Der arabische Nachrichtensender „Aljazeera“ macht auf die strategische Bedeutung Wuhledars aufmerksam. Die Stadt sei ein „Nachschubzentrum“ und liege am „Schnittpunkt der Ost- und Südfronten“. Ihre Wichtigkeit für die ukrainische Armee habe in der Nähe zu einer Eisenbahnlinie bestanden, welche die Krim mit dem Donbass verbindet. Während die ukrainischen Streitkräfte die volle Kontrolle über Wuhledar hatten, hätten sie die Stadt als Plattform nutzen können, um „russische militärische Versorgungslinien in der Region zu beschießen“.
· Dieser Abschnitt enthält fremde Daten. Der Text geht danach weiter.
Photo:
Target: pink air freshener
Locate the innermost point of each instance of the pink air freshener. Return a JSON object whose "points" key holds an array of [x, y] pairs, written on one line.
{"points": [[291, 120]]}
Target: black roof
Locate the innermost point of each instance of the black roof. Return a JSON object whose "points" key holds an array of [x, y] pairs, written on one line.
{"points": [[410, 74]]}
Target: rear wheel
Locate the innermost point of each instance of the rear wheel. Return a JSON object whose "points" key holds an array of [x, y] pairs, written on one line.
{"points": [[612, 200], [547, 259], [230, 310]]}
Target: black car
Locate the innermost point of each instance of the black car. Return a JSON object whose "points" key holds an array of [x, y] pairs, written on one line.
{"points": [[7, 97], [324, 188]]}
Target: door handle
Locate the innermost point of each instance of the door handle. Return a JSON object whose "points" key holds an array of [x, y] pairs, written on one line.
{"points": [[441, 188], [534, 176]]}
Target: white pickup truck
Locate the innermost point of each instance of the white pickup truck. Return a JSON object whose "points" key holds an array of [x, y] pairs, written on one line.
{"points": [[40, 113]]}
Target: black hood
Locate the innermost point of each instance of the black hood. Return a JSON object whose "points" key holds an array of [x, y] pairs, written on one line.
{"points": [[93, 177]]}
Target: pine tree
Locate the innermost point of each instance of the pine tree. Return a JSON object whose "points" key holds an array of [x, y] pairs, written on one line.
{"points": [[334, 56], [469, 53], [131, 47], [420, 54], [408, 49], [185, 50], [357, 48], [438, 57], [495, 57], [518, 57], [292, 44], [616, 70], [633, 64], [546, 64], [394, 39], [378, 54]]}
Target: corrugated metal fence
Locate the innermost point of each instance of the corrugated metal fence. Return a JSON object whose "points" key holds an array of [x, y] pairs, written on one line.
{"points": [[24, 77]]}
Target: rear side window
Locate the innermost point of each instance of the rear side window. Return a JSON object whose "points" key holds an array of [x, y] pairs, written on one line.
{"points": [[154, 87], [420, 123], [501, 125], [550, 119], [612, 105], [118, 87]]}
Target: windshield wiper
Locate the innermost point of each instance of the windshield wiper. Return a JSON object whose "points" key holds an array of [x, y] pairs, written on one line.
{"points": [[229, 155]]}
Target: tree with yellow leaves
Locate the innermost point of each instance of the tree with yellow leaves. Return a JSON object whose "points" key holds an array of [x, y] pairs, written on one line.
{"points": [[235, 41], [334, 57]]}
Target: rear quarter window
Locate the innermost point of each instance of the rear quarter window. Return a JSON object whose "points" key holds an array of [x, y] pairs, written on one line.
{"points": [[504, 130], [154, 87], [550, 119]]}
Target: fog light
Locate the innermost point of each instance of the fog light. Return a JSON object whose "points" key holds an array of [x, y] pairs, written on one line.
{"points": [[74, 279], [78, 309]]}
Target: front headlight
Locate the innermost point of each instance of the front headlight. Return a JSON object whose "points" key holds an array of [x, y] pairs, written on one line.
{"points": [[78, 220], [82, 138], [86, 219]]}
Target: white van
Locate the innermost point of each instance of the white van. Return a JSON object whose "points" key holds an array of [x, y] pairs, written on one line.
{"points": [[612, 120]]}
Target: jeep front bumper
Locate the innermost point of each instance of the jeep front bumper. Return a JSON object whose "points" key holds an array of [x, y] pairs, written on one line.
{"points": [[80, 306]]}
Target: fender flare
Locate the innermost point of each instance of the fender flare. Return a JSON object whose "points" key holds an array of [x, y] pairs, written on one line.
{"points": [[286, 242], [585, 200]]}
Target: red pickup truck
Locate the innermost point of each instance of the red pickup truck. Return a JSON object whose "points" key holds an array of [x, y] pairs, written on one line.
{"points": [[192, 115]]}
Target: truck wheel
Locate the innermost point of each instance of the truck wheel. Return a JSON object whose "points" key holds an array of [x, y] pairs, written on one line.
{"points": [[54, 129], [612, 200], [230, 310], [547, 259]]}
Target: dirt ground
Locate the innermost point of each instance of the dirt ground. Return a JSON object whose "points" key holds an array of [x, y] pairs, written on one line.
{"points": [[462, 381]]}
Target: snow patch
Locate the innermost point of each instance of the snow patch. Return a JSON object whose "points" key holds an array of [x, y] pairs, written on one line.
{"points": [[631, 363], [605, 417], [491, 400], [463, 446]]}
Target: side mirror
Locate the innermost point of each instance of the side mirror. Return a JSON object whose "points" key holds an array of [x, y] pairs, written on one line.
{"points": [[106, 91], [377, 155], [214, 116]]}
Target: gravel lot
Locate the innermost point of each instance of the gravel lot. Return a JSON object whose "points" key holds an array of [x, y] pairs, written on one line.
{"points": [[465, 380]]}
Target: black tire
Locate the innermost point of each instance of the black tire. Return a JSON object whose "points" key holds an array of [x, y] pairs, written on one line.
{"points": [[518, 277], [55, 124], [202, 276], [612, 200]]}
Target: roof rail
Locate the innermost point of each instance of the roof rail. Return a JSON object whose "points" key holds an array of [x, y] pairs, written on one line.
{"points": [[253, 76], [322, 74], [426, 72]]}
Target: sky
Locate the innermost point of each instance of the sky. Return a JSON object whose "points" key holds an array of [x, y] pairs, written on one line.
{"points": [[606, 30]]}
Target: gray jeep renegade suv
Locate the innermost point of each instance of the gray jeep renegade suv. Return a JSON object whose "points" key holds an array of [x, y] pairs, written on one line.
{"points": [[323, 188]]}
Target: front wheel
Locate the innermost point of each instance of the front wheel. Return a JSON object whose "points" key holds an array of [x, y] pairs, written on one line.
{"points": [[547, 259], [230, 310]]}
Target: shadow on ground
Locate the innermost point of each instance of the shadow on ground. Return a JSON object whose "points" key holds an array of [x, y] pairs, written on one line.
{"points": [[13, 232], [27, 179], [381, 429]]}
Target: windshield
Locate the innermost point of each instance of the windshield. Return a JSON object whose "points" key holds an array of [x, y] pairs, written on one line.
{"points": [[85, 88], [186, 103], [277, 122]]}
Denis Puschilin, Oberhaupt der Donezker Volksrepublik (DVR), erklärte, die Ortschaft sei für das ukrainische Militär wichtig gewesen, weil die vielen Hochhäuser der Stadt die Einrichtung von Beobachtungsposten und eines Systems von Funkverstärkern ermöglichten. Bei der russischen Nachrichtenagentur „Tass“ heißt es einer staatlichen Quelle zufolge, die Einnahme der befestigten Stadt ermöglicht der russischen Armee nun weitere Zugänge zur weiter südlich gelegenen Großstadt Mariupol und Eisenbahnverbindungen im Süden der DVR zu sichern. Zudem werde der Erfolg den weiteren Vormarsch auf die militärlogistisch wichtige Siedlung Kurachowo ermöglichen.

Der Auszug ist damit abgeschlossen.